Streaming, which has been particularly en vogue since Corona, is not so new. The industry has known the "motion cut" since the 1920s as one of the most important connection forms in the development of the invisible cut. "According to the explanation in the "Lexikon der Filmbegriffe", "the superimposition and duplication itself helps to overlook the shift in camera position (or to register it tacitly and let it flow into the spatial understanding of the scene)". When in the film "Friedemann Vogel - Verkörperung des Tanzes" the protagonist jumps from one "stage" to another, the television journalist Katja Trautwein, who presents her diploma thesis with the documentary, falls back on the proven technique. With good reason: "The dancing movements function as a 'bridge' between the scenes.

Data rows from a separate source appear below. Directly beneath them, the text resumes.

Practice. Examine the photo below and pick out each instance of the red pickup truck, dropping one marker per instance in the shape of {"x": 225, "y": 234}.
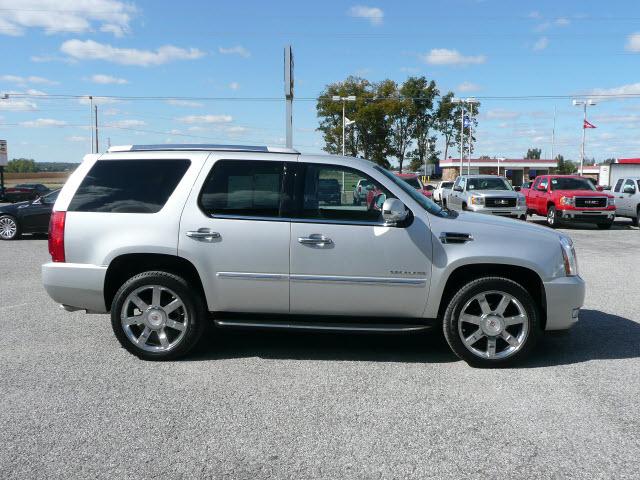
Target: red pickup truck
{"x": 569, "y": 198}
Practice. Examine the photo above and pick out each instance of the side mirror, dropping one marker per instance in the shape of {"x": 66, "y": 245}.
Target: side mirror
{"x": 393, "y": 212}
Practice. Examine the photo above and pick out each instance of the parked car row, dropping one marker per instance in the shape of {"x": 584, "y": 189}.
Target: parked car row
{"x": 559, "y": 198}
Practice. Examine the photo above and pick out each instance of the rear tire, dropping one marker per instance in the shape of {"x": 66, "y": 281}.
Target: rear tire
{"x": 492, "y": 322}
{"x": 9, "y": 228}
{"x": 552, "y": 217}
{"x": 158, "y": 316}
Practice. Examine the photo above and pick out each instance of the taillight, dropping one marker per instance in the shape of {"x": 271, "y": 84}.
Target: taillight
{"x": 56, "y": 236}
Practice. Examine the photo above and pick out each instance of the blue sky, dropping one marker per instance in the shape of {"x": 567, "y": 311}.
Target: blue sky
{"x": 233, "y": 51}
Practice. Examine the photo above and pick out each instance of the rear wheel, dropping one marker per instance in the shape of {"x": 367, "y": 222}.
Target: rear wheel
{"x": 9, "y": 228}
{"x": 491, "y": 322}
{"x": 158, "y": 316}
{"x": 605, "y": 225}
{"x": 552, "y": 217}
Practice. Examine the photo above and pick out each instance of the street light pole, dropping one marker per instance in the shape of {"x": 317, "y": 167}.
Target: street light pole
{"x": 584, "y": 104}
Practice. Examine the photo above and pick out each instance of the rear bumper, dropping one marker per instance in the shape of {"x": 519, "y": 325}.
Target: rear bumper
{"x": 565, "y": 296}
{"x": 588, "y": 216}
{"x": 75, "y": 285}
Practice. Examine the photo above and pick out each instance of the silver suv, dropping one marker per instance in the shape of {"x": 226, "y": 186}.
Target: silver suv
{"x": 487, "y": 194}
{"x": 173, "y": 239}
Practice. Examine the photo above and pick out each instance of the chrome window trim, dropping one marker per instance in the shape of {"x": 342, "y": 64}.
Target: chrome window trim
{"x": 417, "y": 282}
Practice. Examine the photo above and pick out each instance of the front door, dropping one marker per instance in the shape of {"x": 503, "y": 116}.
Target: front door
{"x": 232, "y": 230}
{"x": 344, "y": 261}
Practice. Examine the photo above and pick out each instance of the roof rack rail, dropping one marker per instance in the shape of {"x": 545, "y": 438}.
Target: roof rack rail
{"x": 200, "y": 146}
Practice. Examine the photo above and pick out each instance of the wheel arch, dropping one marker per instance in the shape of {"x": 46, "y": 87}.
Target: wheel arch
{"x": 125, "y": 266}
{"x": 529, "y": 279}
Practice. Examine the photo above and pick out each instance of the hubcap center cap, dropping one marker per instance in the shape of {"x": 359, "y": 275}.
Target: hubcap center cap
{"x": 492, "y": 325}
{"x": 156, "y": 318}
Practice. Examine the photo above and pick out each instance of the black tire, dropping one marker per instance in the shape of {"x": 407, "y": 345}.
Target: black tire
{"x": 5, "y": 222}
{"x": 605, "y": 225}
{"x": 450, "y": 323}
{"x": 194, "y": 308}
{"x": 552, "y": 217}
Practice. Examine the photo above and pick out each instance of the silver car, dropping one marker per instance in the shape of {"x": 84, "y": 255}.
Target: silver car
{"x": 487, "y": 194}
{"x": 171, "y": 239}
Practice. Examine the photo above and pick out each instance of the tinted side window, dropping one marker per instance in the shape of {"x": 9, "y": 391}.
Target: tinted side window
{"x": 250, "y": 188}
{"x": 618, "y": 185}
{"x": 325, "y": 192}
{"x": 128, "y": 186}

With the quick and immediate changes of location in these 'travel sequences', I wanted to convey a feeling for Friedemann Vogel's dense guest performance on the one hand, and on the other hand to symbolizes dance as an element linking cultures.The individual phases of this dance panorama were filmed at around 30 different spots in Vogel's Swabian homeland and in four guest performance cities. The star soloist of the Stuttgart Ballet, according to Katja Trautwein, "presented a coordinated spectrum of dance movements at all locations, or rather, we specifically performed some movements at certain locations.I've been repeating the locations. In the editing room, my editor Farina Hasak, a student at the Film Academy Baden-Wuerttemberg, sorted the shots according to the type of movement; this allowed us to flexibly consider numerous connection options. An effort that was worthwhile. Friedemann Vogel dances through space and time in such an incredible way that it takes your breath away.

Such an effort is unthinkable with "housework". But because the urge to overcome the prescribed isolation is so enormously strong, dancers all over the world have found ways and means to create something "connecting", as Ksenia Ovsyanick from the Staatsballett Berlin explains: "something that defies spatial distance". She calls her Switch Stream, which lasts three and a half minutes and can be clicked on the company's homepage, "From Berlin with Love". Not a commissioned work by the two other directors, who were not heard from during the crisis anyway, but a self-initiative of the Belarusian, who, through a WhatsApp group, has encouraged a good half of the company from Yolanda Correa to Anna Liening to work with her. "I didn't give any choreography," says Ksenia Ovsyanick, "but left it up to everyone to decide what they wanted to perform or how they wanted to perform it, and later I made the connections. The building blocks were recorded on the iPhones of his colleagues, Ovsyanick collected and arranged them like a Puzzle and (not least for legal reasons) underlaid it with a few opening bars from Ludwig van Beethoven's Allegretto of the Seventh. iMovie makes it possible. "And where there was a gap, I stepped in." She says and laughs.

Ksenia Ovsyanick didn't let it end at that one project. When one of the participants commented that there was not enough ballet in the video, she had a "Quarantini" mix done, which even the most critical person could enjoy. "The pointeshoe offers the best opportunity to present something classical. I also asked a young composer from Hamburg, Jonathan Heck, to collaborate with us for a sound design. Each of the five of us - Elisa Carrillo Cabrera, Yolanda Correa, Iana Salenko, Polina Semionova and I - made 'music' with a lace dance sequence and then sent the original sounds to the composer. Bringing everything together, sound, noise and movement, was reserved for the creator of the idea. A real house challenge, as she confesses: one week of work for just over a video minute - but what do you do "to find out how you can use the dance beyond the normal stage performance". A test for your own future? No, Ksenia Ovsyanick refuses. No, not necessarily. What she and the others want: to simply dance again. And that as soon as possible.